Here are some advantages for the landlord:
Tenants on rent-to-own typically take better care of the property, thinking that they may own it one day;
Your profit is fixed at the time of the option.
In all cases, it is important that the parties have legal advice. Some agreements state that if your rent is late once, the tenant forfeits the right to buy the home. This needs to be changed so that as long as the tenant cures any default in a timely manner, they do not lose the right to buy.
The tenant should also have the title checked to make sure that the correct owner of the home is giving the option.
Landlords need to make sure that the option payment is covered in a separate agreement, and is not included in the lease. If it is included in the lease and then the tenant defaults, if can be harder to evict the tenant from the property. Landlords also need to conduct a thorough credit and background check, to make sure that the tenant looks like they will have the means to make all of the required payments.
Rent to own can work for landlords and tenants if you are properly prepared in advance.
Mark Weisleder is a Toronto real estate lawyer and REIN Expert.
It’s a service offered to some that can’t qualify yet for a mortgage. Like any business there are sharks or shady players. No one is forced to enter into a rent to own situation.
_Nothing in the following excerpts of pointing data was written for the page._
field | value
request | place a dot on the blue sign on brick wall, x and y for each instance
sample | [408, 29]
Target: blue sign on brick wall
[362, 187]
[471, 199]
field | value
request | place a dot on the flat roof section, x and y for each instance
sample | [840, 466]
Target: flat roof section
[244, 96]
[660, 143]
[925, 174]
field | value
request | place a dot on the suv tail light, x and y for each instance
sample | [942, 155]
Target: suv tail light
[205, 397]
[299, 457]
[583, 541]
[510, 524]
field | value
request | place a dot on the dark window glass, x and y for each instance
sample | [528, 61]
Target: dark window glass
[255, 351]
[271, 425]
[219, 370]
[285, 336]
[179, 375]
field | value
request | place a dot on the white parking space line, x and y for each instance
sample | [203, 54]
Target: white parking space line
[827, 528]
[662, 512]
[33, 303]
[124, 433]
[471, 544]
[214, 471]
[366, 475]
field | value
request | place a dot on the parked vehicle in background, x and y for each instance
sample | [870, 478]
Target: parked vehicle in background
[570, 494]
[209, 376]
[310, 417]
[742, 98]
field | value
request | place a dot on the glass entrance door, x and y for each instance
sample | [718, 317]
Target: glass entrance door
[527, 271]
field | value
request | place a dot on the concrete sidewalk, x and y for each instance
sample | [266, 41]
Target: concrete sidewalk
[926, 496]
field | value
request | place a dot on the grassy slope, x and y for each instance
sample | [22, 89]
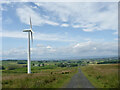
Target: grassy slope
[102, 76]
[41, 79]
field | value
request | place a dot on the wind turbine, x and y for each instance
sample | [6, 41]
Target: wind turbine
[30, 32]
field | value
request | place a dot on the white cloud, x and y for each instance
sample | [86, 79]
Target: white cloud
[65, 25]
[25, 12]
[115, 33]
[88, 48]
[89, 16]
[37, 36]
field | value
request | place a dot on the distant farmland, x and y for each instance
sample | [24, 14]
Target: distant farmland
[57, 74]
[103, 75]
[14, 75]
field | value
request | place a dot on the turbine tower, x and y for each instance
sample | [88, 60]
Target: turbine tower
[30, 32]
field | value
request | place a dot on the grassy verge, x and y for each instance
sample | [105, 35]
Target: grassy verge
[46, 78]
[102, 76]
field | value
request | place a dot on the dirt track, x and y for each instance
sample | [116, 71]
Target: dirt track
[79, 81]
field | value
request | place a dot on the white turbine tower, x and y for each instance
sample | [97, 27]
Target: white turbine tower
[30, 32]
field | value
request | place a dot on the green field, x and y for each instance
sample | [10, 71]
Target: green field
[103, 75]
[48, 76]
[56, 74]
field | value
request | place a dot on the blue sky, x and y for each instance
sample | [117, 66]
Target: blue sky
[61, 30]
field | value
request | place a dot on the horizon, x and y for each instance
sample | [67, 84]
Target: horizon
[62, 30]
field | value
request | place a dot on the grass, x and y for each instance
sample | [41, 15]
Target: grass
[102, 76]
[41, 78]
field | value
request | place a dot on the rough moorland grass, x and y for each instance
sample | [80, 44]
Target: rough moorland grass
[43, 79]
[102, 76]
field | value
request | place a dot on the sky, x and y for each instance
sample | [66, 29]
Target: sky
[62, 30]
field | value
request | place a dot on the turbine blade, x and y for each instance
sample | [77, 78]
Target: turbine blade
[30, 23]
[32, 37]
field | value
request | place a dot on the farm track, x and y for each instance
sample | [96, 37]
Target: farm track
[79, 81]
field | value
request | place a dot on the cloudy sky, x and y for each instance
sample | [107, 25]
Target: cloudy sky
[61, 30]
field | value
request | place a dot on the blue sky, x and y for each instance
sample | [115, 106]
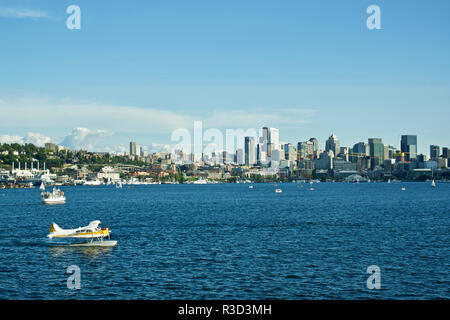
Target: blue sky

It’s also not 50% interest usually.
Don’t confuse a shady deal you may have witnessed somewhere with the principle of allowing folks to occupy a home with a payment plan and the option to acquire it later.
Ever heard of Sharia compliant lending? That is essentially a rent to own concept as bank holds title, thus no mortgage (forbidden under strict Islam / Sharia law ), with a payment plan of 25-30 year then ownership !!
Given that a rent to own client usually has weaker credit ie is higher risk it is ok to charge more than a usual 3-4% interest rate.
Thomas Beyer, Asset Manager, Investor, Community Improver, Author, Father, Mentor www.prestprop.com
RTOs are fraught with risk and really takes a team of experts to be able to pull off. I only really recommend them when you have a dog that you need to get out of and you can't sell at retail for a deal that's palatable.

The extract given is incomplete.